24 Mart 2015 Salı

Ahmed Şahin - Barışta hayır, affetmekte huzur var!

Ahmed Şahin - Barışta hayır, affetmekte huzur var!


Ahmed Şahin
 
 
AİLE-SAĞLIK

 

Barışta hayır, affetmekte huzur var!


Toplumdaki insanlar arasında oluşabilen kırgınlık ve dargınlığı barışa çevirmek için gösterilen gayretin önemine işaret eden Resulüllah (sas) Efendimiz, huzurundaki ashabına: “Allah ve Resulü’nün memnun olacağı önemli bir iyilikten haber vereyim mi size?” diye sormuş. ‘Haber ver ya Resulallah!’ demeleri üzerine de:

- Birbirine kırılıp darılan insanların arasını bulup barıştırmaya çalışmak, hem Allah’ı hem de Resulü’nü memnun eden iyiliklerin başında gelir! uyarısında bulunmuştur.

Bu sebeple, insanlar arasındaki darılma ve kırılmaları barışa çevirme çalışmalarının önemi, hiçbir zaman unutulmamalı, her birimiz kendimizi, birlik beraberliği sağlamanın gönüllü görevlisi gibi görmeliyiz.

Hatta bu sırada muhatap olduğumuz insanların görmemiz gereken tarafının imana, İslam’a ait güzellikleri olmalı, hata ve kusurlarına bakıp da hizmetten geri kalma gibi bir yanılgıya da takılıp kalmamalıyız.

Ancak, bu kargaşa devresinde taraflardan ziyan görüp ölenlerin yakınları birbirlerine nasıl bir duygu ve anlayış içinde bakacaklar, anlaşmazlık devresindeki düşmanlıklarını sürdürecekler mi? Yoksa geçmişi unutup geleceğe birlik beraberlik duyguları içinde bakma imtihanı mı verecekler sorusu, önemli bir fedakarlık gösterme konusu? Sahabe efendilerimizde olduğu gibi?
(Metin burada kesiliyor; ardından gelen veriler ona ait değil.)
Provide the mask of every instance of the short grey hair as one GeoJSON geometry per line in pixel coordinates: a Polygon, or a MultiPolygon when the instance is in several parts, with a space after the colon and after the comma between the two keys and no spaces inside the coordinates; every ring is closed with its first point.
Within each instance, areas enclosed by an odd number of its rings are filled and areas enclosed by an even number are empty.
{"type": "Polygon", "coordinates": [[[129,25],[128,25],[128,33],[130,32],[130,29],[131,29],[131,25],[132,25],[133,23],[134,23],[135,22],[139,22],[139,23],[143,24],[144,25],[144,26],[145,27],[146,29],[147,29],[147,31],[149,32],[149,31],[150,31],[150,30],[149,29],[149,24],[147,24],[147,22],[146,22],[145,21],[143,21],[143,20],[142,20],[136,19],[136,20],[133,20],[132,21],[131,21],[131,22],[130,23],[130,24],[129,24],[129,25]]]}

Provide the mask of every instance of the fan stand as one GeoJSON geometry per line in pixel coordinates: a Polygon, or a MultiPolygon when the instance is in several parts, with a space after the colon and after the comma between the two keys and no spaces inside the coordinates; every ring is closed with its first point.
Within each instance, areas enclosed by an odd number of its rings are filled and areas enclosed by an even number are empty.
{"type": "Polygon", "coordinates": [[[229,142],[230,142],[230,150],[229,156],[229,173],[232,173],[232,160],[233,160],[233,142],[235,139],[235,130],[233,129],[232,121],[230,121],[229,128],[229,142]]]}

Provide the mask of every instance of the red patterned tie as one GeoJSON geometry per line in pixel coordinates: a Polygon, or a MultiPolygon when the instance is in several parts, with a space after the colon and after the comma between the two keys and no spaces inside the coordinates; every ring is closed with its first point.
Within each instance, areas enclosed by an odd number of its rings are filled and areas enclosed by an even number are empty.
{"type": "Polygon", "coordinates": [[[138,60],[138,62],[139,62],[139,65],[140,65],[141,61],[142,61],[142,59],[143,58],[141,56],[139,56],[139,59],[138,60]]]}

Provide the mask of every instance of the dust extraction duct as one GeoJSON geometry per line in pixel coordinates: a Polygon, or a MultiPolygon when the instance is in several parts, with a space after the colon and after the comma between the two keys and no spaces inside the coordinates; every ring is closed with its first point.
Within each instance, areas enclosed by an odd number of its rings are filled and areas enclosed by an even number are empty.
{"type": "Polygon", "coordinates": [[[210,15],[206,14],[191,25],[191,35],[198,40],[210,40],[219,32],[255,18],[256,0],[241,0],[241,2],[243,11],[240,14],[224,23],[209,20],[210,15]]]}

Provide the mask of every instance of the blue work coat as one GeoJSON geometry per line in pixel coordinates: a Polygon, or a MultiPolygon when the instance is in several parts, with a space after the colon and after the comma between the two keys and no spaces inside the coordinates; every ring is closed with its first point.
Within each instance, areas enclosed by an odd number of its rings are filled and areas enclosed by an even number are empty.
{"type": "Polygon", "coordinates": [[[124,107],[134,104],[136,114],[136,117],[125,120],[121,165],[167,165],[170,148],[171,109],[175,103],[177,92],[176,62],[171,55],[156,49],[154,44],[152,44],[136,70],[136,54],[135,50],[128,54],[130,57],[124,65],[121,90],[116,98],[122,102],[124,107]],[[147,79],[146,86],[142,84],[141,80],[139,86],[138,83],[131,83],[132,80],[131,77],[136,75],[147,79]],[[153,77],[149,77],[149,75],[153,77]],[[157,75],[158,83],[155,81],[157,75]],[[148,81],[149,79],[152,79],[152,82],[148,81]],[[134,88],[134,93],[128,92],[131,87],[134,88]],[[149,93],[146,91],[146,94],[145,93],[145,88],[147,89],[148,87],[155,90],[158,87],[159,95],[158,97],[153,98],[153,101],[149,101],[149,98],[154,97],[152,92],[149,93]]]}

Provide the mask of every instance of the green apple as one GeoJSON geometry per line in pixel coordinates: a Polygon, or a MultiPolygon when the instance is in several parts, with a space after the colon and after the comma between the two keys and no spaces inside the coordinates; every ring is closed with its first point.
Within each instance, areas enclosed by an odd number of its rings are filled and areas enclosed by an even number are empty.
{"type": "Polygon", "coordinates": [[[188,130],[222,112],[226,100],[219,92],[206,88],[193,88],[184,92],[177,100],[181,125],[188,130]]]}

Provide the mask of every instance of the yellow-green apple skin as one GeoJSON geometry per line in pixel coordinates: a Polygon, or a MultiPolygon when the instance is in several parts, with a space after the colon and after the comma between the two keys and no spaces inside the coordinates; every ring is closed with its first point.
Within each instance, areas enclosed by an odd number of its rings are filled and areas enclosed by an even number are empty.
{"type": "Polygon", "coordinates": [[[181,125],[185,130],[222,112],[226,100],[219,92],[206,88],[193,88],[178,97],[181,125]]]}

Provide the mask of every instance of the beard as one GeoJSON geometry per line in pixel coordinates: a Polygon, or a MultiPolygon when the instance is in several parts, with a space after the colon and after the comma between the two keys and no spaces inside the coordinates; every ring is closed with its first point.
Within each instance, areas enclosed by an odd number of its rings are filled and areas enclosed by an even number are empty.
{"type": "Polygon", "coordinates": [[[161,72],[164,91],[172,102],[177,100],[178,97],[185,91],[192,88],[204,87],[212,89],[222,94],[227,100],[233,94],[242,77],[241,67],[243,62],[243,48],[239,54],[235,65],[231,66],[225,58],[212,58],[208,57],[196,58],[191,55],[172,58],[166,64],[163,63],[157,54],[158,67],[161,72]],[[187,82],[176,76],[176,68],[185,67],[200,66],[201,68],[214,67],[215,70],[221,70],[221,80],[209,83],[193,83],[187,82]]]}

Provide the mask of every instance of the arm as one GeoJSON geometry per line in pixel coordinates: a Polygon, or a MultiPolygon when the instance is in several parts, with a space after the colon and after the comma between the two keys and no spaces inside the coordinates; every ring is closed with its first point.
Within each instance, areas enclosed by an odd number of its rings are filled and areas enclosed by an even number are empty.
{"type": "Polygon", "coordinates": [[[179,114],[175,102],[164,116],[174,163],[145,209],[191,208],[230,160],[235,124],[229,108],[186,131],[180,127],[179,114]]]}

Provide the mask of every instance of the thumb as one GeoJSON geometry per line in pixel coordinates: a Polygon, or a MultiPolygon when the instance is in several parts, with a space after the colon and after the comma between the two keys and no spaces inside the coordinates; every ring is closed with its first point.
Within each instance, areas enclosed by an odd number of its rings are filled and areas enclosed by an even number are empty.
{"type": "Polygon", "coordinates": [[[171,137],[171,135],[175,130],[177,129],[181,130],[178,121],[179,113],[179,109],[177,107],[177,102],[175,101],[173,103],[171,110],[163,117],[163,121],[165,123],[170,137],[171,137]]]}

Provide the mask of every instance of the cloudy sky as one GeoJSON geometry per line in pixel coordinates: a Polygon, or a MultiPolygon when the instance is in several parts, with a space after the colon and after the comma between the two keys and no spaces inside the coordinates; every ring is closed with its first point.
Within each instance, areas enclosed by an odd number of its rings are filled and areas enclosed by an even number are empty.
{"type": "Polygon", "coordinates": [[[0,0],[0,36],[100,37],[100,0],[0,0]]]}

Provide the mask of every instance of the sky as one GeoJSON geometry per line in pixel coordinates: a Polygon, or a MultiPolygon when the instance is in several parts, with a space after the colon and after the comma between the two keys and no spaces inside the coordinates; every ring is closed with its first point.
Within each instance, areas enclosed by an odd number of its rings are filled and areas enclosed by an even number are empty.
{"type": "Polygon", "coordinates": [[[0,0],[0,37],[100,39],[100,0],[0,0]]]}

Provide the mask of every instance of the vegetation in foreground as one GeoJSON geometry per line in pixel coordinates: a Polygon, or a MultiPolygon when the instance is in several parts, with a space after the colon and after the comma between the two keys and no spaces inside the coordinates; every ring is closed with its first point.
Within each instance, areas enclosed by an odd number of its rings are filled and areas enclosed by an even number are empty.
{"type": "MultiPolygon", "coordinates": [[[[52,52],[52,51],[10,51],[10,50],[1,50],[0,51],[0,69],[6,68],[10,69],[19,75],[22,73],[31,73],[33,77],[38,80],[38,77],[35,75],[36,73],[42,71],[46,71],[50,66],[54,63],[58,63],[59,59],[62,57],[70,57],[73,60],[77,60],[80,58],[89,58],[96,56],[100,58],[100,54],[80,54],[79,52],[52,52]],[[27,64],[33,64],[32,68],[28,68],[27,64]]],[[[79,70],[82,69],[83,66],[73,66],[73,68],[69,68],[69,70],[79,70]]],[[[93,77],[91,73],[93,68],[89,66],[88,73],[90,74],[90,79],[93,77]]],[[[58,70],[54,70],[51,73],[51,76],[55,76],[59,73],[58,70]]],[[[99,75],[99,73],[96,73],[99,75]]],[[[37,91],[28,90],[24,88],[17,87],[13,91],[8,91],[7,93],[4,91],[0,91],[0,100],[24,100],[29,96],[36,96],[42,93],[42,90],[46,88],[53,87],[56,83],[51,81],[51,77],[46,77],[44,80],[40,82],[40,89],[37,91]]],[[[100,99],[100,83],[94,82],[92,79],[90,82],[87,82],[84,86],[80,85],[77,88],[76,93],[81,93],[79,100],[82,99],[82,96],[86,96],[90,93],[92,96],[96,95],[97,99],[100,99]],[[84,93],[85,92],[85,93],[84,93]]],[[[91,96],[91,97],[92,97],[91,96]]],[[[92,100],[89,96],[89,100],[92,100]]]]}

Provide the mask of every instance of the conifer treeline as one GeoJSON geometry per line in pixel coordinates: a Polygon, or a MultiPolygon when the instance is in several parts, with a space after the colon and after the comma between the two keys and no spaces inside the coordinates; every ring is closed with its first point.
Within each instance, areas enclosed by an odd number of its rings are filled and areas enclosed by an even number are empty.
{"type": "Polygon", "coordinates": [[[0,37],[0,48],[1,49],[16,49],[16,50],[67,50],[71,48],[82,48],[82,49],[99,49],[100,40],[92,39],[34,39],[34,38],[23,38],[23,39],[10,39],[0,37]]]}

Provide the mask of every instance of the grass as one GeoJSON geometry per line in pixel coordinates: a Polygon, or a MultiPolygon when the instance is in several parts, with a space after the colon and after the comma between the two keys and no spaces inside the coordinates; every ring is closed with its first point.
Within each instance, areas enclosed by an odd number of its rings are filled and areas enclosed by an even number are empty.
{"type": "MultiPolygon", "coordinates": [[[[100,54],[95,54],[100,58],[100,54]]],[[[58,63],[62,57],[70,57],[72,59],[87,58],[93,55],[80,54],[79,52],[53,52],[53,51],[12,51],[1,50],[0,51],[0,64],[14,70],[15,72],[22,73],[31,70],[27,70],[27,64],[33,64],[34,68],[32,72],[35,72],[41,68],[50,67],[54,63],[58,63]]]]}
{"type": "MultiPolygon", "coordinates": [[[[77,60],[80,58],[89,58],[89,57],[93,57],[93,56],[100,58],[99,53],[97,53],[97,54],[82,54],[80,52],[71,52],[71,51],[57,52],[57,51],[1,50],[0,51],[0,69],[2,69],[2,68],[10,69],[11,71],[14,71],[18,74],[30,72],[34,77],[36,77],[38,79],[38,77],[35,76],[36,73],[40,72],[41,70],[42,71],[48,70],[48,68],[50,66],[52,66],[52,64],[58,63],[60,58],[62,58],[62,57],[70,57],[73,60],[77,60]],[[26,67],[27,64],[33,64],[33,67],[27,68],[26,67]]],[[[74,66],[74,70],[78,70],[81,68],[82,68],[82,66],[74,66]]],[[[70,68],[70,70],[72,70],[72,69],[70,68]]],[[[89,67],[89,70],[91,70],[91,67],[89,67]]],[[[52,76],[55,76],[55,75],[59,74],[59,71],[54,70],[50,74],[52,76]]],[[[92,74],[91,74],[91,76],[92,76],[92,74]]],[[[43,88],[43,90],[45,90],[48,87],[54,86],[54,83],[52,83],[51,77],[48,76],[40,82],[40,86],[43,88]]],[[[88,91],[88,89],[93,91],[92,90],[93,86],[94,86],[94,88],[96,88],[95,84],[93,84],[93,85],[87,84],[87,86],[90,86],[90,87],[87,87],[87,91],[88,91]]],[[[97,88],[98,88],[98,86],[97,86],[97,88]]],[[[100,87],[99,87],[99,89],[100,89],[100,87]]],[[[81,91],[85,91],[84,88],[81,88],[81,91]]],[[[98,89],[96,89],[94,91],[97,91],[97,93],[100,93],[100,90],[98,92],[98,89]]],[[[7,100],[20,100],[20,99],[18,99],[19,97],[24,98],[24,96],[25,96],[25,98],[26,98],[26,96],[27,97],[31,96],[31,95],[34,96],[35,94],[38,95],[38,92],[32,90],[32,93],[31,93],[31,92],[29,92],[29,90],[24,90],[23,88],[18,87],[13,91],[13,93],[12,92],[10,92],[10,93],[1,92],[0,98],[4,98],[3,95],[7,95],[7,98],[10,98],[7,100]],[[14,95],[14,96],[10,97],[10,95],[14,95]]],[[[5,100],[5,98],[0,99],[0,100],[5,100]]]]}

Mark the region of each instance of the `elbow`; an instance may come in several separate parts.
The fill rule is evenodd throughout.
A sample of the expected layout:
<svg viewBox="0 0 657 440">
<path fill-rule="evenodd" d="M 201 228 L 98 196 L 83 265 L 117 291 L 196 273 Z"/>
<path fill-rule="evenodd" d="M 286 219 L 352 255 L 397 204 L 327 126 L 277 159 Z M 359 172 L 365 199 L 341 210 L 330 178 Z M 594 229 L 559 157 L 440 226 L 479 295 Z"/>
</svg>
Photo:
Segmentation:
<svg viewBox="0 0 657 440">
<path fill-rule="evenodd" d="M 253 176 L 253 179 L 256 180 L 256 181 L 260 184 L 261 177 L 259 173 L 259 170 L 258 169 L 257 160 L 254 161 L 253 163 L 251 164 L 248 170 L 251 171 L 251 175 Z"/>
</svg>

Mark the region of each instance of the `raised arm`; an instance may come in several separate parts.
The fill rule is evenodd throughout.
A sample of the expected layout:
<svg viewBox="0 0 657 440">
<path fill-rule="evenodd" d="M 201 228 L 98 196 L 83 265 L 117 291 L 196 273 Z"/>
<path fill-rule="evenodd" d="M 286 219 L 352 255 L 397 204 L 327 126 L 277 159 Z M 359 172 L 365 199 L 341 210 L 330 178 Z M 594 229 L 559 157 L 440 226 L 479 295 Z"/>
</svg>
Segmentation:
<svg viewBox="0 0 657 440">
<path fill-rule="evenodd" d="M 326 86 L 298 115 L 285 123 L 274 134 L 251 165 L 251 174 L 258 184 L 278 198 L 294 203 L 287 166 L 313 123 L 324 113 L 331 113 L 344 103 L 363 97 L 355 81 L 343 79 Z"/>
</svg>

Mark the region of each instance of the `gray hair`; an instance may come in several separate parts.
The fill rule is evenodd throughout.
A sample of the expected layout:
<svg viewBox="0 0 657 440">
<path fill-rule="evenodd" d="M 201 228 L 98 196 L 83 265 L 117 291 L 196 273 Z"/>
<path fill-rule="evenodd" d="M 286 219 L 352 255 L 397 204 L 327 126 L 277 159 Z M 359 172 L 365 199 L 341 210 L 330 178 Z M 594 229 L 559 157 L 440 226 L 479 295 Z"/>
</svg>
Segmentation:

Nitekim Halife Hz. Ömer Efendimiz, savaşta çok sevdiği kardeşi Zeyd’i şehit etmiş olan adamla savaş sonrasında Medine’de karşılaşınca, geçmişin gönül yakıcı olaylarını unutmak gerektiğini ifade ederek kol kola yürümüşler Zeyd’in katiliyle Medine sokaklarında. Düşmanlık bitti, şimdi kardeşlik devri başladı demişler. Bu önemli bir örnektir herkes için.

Bediüzzaman Hazretleri’nin ölen ve öldürülenlerin yakınlarının birbirlerini affetmesi konusunda fevkalade önemli bir barıştırma ve helalleştirme uyarıları Sözler kitabında dikkatleri çekmektedir. Hapishanede katille maktulün yakınlarının bir arada yaşadıkları derin korku ve sıkıntılardan kurtulmalarının tek çaresine dikkatimizin çekildiği bu önemli barış tavsiyelerini özetleyerek de olsa arz etmeyi gerekli bulmaktayım.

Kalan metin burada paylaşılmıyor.